Le peuple qui ne possede rien en propre dans les pays despotiques que nous venons de dépeindre, n’a aucun attachement pour sa patrie, & n’est lié par aucune obligation à son maître ; de sorte que, suivant la remarque de M. la Loubere (dans sa relation historique de Siam), comme les sujets doivent subir le même joug sous quelque prince que ce soit, & qu’on ne sauroit leur en faire porter un plus pesant, ils ne prennent jamais aucune part à la fortune de celui qui les gouverne ; au moindre trouble, au moindre attentat, ils laissent aller tranquillement la couronne à celui qui a le plus de force, d’adresse ou de politique, quel qu’il soit. Un Siamois s’expose gaiement à la mort pour se venger d’une injure particuliere, pour se délivrer d’une vie qui lui est à charge, ou pour se dérober à un supplice cruel ; mais mourir pour le prince ou pour la patrie, c’est une vertu inconnue dans ce pays-là. Ils manquent des motifs qui animent les autres hommes, ils n’ont ni liberté ni biens. Ceux qui sont faits prisonniers par le roi de Pégu, restent tranquillement dans la nouvelle habitation qu’on leur assigne, parce qu’elle ne peut être pire que la premiere. Les habitans du Pégu en agissent de même quand ils sont pris par les Siamois : ces malheureux également accablés dans leur pays par la servitude, également indifférens sur le changement de demeure, ont le bon sens de dire avec l’âne de la fable :

Battez-vous, & nous laissez paître,
Notre ennemi, c’est notre maître.

La rebellion de Sacrovir donna de la joie au peuple romain ; la haine universelle que Tibere s’étoit attirée par son despotisme, fit souhaiter un heureux succès à l’ennemi public : multi odio præsentium, suis quisque periculis lætabantur, dit Tacite.

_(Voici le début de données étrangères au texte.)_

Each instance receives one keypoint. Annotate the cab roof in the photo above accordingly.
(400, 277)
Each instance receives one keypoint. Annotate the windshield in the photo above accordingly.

Je sai que les rois d’Orient sont regardés comme les enfans adoptifs du ciel ; on croit que leurs ames sont célestes, & surpassent les autres en vertu autant que leur condition surpasse en bonheur celles de leurs sujets : cependant lorsqu’une fois les sujets se révoltent, le peuple vient à mettre en doute quelle est l’ame la plus estimable, ou celle du prince légitime, ou celle du sujet rébelle, & si l’adoption céleste n’a pas passé de la personne du roi à celle du sujet. D’ailleurs dans ces pays-là il ne se forme point de petite revolte ; il n’y a point d’intervalle entre le murmure & la sédition, la sédition & la catastrophe : le mécontent va droit au prince, le frappe, le renverse ; il en efface jusqu’à l’idée : dans un instant l’esclave est le maître, dans un instant il est usurpateur & légitime. Les grands évenemens n’y sont point préparés par de grandes causes ; au contraire, le moindre accident produit une grande révolution, souvent aussi imprévûe de ceux qui la font que de ceux qui la souffrent. Lorsqu’Osman empereur des Turcs fut déposé, on ne lui demandoit que de faire justice sur quelques griefs ; une voix sortit de la foule par hasard, qui prononça le nom de Mustapha, & soudain Mustapha fut empereur.

Le P. Martini prétend que les Chinois se persuadent qu’en changeant de souverain ils se conforment

à la volonté du ciel, & ils ont quelquefois préféré un brigand au prince qui étoit déjà sur le throne. Mais outre, dit-il, que cette autorité despotique est dépourvûe de défense, son exercice se terminant entierement au prince, elle est affoiblie faute d’être partagée & communiquée à d’autres personnes. Celui qui veut déthroner le prince, n’a guere autre chose à faire qu’à joüer le rôle de souverain, & en prendre l’esprit : l’autorité étant renfermée dans un seul homme, passe sans peine d’un homme à un autre, faute d’avoir des gens dans les emplois qui s’intéressent à conserver l’autorité royale. Il n’y a donc que le prince qui soit intéressé à défendre le prince, tandis que cent mille bras s’intéressent à défendre nos rois.

Loin donc que les despotes soient assûrés de se maintenir sur le throne, ils ne sont que plus près d’en tomber ; loin même qu’ils soient en sûreté de leur vie, ils ne sont que plus exposés d’en voir trancher le cours d’une maniere violente & tragique, comme leur regne. La personne d’un sultan est souvent mise en pieces avec moins de formalité que celle d’un malfaiteur de la lie du peuple. Si leur autorité étoit moindre, leur sûreté seroit plus grande : nunquam satis fida potentia, ubi nimia. Caligula, Domitien & Commode, qui regnerent despotiquement, furent égorgés par ceux dont ils avoient ordonné la mort.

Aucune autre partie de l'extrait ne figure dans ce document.